Again, we notice that we’re not really spending much time on the actual encounter with God. This is partly because Dante spends so much of his time getting ready, as if the entire Commedia were the antechamber to God’s domain, and partly because Dante lacks the words to describe God. “How incomplete is speech,” he laments, “how weak, when set / against my thought!” I’ll close with the final lines of the poem:

“As the geometer intently seeks / to square the circle, but he cannot reach, / through thought on thought, the principle he needs, / so I searched that strange sight: I wished to see / the way in which our human effigy / suited the circle and found place in it–– / and my own wings were far too weak for that. / But then my mind was struck by light that flashed / and, with this light, received what it had asked. / Here force failed my high fantasy; but my / desire and will were moved already––like / a wheel revolving uniformly––by / the Love that moves the sun and the other stars.”


Stray Observations

  • Montale in his introduction gives a lot of his own opinions about Dante’s relation to our modern, scientific world. He sees Dante as a “distant precursor” of Romanticism, the movement that is “dissatisfied with its own rationalist, enlightened age” and looks to the Classical world for inspiration.

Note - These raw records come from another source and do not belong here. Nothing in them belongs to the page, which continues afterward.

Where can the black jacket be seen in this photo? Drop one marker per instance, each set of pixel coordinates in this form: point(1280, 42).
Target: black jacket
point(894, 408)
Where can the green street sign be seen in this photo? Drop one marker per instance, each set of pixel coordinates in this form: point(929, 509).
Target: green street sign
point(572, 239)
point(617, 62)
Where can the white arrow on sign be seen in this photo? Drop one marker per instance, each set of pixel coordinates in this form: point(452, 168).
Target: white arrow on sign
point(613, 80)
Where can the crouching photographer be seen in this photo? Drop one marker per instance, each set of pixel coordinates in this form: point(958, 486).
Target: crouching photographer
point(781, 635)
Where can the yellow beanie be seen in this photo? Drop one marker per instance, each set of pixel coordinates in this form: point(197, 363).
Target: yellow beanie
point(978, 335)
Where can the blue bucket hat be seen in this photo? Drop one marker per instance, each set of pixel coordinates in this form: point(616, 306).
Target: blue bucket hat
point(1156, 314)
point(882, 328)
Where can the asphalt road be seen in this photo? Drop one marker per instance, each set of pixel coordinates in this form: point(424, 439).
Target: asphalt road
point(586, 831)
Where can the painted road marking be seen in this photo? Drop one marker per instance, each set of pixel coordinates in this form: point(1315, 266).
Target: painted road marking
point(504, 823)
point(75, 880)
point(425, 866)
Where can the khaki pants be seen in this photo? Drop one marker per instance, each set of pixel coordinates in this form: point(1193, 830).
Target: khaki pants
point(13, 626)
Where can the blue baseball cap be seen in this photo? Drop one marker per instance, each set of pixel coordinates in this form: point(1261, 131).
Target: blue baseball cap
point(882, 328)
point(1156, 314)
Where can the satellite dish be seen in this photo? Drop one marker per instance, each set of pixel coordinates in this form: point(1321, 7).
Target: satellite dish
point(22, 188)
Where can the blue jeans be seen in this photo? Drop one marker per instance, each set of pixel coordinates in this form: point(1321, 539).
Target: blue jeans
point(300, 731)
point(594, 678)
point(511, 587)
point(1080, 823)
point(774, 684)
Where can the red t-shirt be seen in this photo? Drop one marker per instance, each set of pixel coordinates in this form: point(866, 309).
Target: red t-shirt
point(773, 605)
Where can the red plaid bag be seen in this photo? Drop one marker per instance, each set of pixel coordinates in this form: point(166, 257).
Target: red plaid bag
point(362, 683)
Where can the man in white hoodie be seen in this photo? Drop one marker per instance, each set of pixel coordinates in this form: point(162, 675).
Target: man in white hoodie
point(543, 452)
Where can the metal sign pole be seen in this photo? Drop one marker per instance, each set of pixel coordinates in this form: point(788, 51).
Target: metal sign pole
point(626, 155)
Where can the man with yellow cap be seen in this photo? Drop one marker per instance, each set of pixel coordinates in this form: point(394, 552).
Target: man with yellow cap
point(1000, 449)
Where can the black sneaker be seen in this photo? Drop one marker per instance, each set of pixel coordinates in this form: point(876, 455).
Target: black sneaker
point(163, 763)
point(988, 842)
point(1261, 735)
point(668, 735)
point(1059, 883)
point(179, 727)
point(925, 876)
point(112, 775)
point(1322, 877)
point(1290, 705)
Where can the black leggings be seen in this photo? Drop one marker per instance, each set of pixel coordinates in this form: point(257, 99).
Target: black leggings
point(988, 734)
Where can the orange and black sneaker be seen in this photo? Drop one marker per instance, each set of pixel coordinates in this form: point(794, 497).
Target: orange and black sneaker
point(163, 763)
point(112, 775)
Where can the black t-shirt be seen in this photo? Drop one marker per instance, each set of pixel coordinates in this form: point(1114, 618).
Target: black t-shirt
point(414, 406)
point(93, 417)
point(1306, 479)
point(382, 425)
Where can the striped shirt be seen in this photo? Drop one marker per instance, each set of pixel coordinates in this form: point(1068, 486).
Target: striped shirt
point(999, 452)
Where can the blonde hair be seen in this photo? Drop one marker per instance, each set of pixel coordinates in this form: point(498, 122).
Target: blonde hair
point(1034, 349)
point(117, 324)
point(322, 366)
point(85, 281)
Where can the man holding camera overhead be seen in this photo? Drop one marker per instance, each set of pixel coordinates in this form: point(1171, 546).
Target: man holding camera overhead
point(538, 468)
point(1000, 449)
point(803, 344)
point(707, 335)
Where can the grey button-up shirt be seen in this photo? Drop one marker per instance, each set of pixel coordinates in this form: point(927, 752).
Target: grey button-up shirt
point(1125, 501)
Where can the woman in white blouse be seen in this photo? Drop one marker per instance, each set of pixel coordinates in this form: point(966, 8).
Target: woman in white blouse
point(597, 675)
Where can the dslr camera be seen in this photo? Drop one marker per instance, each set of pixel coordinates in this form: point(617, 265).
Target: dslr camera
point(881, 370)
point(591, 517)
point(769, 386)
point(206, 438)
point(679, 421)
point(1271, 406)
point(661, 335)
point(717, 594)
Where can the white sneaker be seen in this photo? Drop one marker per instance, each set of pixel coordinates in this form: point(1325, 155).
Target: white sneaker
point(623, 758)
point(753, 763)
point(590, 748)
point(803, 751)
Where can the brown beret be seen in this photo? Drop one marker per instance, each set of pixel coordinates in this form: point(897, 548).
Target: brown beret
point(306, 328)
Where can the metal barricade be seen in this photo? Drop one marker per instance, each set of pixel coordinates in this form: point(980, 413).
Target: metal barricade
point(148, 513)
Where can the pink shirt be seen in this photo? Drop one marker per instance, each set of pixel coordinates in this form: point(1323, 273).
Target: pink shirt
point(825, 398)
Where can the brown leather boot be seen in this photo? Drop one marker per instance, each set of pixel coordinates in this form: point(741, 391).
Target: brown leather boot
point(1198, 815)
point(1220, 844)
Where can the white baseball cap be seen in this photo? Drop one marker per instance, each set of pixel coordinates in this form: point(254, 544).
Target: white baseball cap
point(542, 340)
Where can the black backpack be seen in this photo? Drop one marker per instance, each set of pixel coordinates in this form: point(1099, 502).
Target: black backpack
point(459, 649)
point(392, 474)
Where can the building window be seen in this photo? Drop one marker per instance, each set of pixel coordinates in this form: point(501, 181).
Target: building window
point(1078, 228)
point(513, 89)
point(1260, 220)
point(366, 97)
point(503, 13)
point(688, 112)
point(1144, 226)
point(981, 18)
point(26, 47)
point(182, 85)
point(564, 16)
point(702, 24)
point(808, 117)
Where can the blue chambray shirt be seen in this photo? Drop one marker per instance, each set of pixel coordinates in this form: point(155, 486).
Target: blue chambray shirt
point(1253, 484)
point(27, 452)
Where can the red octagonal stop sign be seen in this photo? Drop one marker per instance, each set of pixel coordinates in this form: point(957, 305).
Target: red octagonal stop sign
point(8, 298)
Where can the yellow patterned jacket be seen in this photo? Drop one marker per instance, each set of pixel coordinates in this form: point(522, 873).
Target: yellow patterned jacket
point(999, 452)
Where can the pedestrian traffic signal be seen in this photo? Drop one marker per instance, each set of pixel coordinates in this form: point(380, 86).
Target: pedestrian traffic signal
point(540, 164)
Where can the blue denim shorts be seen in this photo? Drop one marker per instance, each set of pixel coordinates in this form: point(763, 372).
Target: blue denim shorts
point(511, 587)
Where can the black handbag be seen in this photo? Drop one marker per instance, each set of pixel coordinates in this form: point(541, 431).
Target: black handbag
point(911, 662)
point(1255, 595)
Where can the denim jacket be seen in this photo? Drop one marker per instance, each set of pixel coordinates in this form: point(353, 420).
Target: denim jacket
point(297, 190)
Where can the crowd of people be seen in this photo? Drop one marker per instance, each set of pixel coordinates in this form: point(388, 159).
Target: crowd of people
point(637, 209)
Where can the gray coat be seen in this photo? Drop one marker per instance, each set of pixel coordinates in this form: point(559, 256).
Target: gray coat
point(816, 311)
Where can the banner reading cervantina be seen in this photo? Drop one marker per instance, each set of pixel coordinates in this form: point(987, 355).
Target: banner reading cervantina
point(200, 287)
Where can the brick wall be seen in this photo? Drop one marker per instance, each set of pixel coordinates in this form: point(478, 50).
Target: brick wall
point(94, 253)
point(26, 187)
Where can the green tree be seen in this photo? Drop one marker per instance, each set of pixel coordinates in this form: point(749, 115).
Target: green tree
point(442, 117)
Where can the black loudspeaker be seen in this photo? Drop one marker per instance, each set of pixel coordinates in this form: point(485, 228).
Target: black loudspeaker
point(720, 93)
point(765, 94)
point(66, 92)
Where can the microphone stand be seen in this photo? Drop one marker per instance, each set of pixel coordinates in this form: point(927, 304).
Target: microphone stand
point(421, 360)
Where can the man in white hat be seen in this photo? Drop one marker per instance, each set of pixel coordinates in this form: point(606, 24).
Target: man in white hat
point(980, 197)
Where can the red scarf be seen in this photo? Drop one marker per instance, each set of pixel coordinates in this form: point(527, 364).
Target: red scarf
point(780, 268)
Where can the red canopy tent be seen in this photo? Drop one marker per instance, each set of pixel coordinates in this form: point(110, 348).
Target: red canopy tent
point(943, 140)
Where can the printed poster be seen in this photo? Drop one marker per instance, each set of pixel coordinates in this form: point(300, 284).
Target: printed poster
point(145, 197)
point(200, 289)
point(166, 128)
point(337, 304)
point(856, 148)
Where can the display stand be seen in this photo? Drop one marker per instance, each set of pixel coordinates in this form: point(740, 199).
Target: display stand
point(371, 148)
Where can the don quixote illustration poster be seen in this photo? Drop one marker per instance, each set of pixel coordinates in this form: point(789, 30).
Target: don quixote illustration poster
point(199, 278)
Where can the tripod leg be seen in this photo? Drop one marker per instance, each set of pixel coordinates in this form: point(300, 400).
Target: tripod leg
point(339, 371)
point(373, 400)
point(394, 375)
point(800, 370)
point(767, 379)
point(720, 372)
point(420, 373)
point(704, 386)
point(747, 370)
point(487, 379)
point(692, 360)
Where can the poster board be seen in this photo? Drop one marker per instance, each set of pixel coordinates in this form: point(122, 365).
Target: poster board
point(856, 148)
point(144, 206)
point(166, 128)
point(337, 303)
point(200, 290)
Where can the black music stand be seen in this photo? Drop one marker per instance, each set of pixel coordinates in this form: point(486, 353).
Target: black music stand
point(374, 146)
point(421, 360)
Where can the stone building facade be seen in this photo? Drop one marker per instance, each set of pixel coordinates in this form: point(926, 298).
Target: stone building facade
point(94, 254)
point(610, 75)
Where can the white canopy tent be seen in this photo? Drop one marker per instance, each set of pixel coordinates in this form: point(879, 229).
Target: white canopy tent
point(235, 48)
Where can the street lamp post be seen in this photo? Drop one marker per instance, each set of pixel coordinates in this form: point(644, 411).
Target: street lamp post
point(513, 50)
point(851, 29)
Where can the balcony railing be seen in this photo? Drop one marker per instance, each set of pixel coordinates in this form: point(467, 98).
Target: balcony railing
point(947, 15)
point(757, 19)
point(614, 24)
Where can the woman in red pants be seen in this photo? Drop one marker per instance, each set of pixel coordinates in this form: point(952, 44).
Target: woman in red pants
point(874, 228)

Moreover, he sees our new, scientific age not as the “modern era” but as a “new Middle Ages whose characteristics we cannot yet make out.”
  • “And just as he who, with exhausted breath, / having escaped from sea to shore, turns back / to watch the dangerous waters he has quit, / so did my spirit, still a fugitive, / turn back to look intently at the pass / that never has let any man survive.”
  • Everyone who is dead, especially those who recently died, beg Dante to tell their stories to the outside world. It’s really strange, although I guess not in the context of the poem. Even the people who were terrible, they all want someone to tell their story, for their name to live on.
  • Minos, the “connoisseur of sin”, judges the newly dead and assigns them to a level of hell. Just like the sorting hat!
  • Lots of women in the circle of lust…ladies.
  • “There is no greater sorrow / than thinking back upon a happy time / in misery…”
  • Divination is a sin because it implies that we can figure out God’s plan; ascribing passivity to God is a big no-no.
  • Ulysses in Dante sounds a lot like the Ulysses of Tennyson: “Neither my fondness for my son nor pity / for my old father nor the love I owed / Penelope, which would have gladdened her, / was able to defeat in me the longing / I had to gain experience of the world / and of the vices and the worth of men.” More: “Consider well the seed that gave you birth: / you were not made to live your lives as brutes, / but to be followers of worth and knowledge.”
  • “Haste denies all acts their dignity.”
  • “The man in whom thought thrusts ahead of thought / allows the goal he’s set to move far off-–the force of one thought saps the other’s force.”
  • “Enter; but I warn you–-he / who would look back, returns–-again–-outside.” Then: “When I had crossed the threshold of the gate / that–-since the souls’ aberrant love would make / the crooked way seem straight–-is seldom used, / I heard the gate resound and, hearing, knew / that it had shut; and if I’d turned toward it, how could my fault have found a fit excuse?”
  • “Why are you driven back by wind so slight?”
  • “I felt incomparable joy, / so that I lifted up my daring face / and cried to God: ‘Now I fear you no more!’–- / as did the blackbird after brief fair weather.”
  • “And like the rapid change that one can see / in a pale woman’s face when it has freed / itself from bearing bashful modesty…”
  • Beatrice is “the lady who imparadises / my mind.” Never seen that word before. Damn.